De ello se sigue que cuanto más largo es el tiempo transcurrido desde la visión o sensación de un objeto, tanto más débil es la imaginación. El cambio continuo que se opera en el cuerpo del hombre destruye, con el tiempo, las partes que se movieron en la sensación; a su vez la distancia en el tiempo o en el espacio producen en nosotros el mismo efecto. Y del mismo modo que a gran distancia de un lugar el objeto a que miráis os aparece minúsculo y no hay posibilidad de distinguir sus detalles; y así como, de lejos, las voces resultan débiles e inarticuladas, así, también, después de un gran lapso de tiempo, nuestra imagen del pasado se debilita, y, por ejemplo, perdemos de las ciudades que hemos visto, el recuerdo de muchas calles; y de las acciones, muchas particulares circunstancias.

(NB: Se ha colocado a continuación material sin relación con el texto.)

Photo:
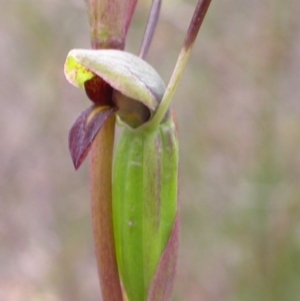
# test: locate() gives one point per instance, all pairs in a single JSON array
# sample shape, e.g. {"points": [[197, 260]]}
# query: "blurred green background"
{"points": [[238, 109]]}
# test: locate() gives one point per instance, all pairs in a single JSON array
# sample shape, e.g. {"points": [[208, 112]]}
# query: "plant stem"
{"points": [[101, 207], [109, 22], [184, 55], [150, 28]]}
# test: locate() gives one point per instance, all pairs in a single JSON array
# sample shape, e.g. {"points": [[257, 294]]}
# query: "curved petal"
{"points": [[84, 131]]}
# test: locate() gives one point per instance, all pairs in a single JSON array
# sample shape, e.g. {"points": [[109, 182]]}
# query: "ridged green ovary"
{"points": [[144, 203]]}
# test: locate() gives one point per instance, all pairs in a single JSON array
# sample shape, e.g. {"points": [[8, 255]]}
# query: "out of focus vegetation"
{"points": [[238, 110]]}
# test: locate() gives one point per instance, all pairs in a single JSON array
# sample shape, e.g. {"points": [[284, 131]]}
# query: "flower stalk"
{"points": [[133, 194]]}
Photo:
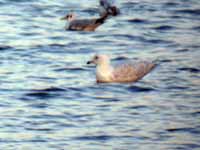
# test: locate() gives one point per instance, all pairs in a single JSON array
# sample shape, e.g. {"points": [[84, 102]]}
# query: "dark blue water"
{"points": [[48, 95]]}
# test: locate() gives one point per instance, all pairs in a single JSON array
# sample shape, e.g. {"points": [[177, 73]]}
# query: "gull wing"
{"points": [[132, 72]]}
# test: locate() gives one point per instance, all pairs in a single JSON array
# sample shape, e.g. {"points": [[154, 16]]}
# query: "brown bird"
{"points": [[123, 73], [108, 8], [83, 24]]}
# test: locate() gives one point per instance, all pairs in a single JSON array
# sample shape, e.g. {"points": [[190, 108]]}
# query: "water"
{"points": [[48, 95]]}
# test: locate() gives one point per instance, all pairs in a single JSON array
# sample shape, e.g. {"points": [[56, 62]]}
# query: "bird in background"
{"points": [[107, 7], [83, 24], [123, 73]]}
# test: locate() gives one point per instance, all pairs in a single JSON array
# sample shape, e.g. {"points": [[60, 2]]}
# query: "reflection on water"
{"points": [[48, 95]]}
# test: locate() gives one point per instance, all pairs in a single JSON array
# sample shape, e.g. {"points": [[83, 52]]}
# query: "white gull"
{"points": [[126, 72]]}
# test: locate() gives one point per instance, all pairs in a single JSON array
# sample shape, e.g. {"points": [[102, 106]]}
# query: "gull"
{"points": [[83, 24], [127, 72], [107, 8]]}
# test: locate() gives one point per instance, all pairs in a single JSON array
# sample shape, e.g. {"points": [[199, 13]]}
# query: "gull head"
{"points": [[99, 60], [69, 17]]}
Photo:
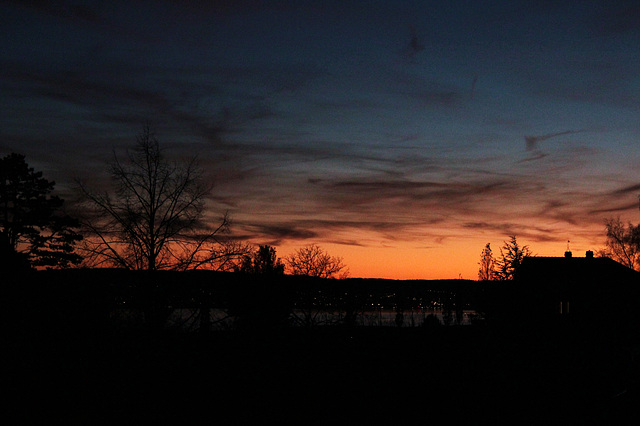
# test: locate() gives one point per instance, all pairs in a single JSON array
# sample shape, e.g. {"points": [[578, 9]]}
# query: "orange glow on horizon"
{"points": [[452, 259]]}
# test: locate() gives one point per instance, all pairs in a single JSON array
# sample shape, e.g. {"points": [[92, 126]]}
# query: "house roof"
{"points": [[576, 269]]}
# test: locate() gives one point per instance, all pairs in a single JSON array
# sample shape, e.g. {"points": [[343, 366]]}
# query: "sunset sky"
{"points": [[402, 136]]}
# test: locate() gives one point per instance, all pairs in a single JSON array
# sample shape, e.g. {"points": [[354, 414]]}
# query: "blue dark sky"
{"points": [[402, 136]]}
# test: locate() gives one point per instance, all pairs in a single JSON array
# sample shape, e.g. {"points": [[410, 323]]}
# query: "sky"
{"points": [[401, 136]]}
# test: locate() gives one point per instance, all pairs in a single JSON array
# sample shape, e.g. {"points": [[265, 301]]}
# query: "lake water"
{"points": [[189, 319]]}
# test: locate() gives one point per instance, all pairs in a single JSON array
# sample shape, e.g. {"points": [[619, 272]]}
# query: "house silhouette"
{"points": [[583, 287]]}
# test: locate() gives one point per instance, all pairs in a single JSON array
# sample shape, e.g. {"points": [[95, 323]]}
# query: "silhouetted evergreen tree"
{"points": [[487, 270], [34, 230], [262, 261]]}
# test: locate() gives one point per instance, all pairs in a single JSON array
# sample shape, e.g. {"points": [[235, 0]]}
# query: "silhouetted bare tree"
{"points": [[312, 261], [34, 231], [154, 217], [487, 270], [511, 256], [262, 261], [623, 243]]}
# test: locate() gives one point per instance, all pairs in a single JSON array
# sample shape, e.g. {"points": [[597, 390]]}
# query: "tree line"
{"points": [[152, 217]]}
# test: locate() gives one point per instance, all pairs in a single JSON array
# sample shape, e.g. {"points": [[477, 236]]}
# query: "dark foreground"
{"points": [[475, 375]]}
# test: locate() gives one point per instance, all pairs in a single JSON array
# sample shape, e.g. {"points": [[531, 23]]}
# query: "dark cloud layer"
{"points": [[362, 125]]}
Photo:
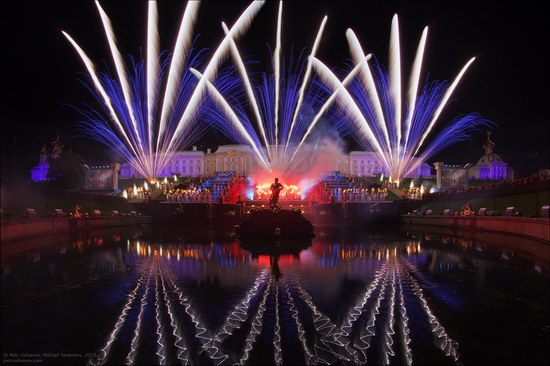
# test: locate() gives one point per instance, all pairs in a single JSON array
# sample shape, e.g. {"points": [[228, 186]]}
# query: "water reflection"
{"points": [[377, 299]]}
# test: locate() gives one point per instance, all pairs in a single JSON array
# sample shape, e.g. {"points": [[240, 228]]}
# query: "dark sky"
{"points": [[507, 84]]}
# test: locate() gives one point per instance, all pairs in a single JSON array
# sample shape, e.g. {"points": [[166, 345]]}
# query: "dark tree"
{"points": [[67, 171]]}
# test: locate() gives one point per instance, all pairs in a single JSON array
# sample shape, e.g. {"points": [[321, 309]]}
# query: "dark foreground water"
{"points": [[155, 297]]}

Esta sensación decadente, si queremos expresar la misma cosa (me refiero a la fantasía) la llamamos imaginación, como ya dije antes: pero cuando queremos expresar ese decaimiento y significar que la sensación se 'atenúa, envejece y pasa, la llamamos memoria. Así imaginación y memoria son una misma cosa que para diversas consideraciones posee, también, nombres diversos.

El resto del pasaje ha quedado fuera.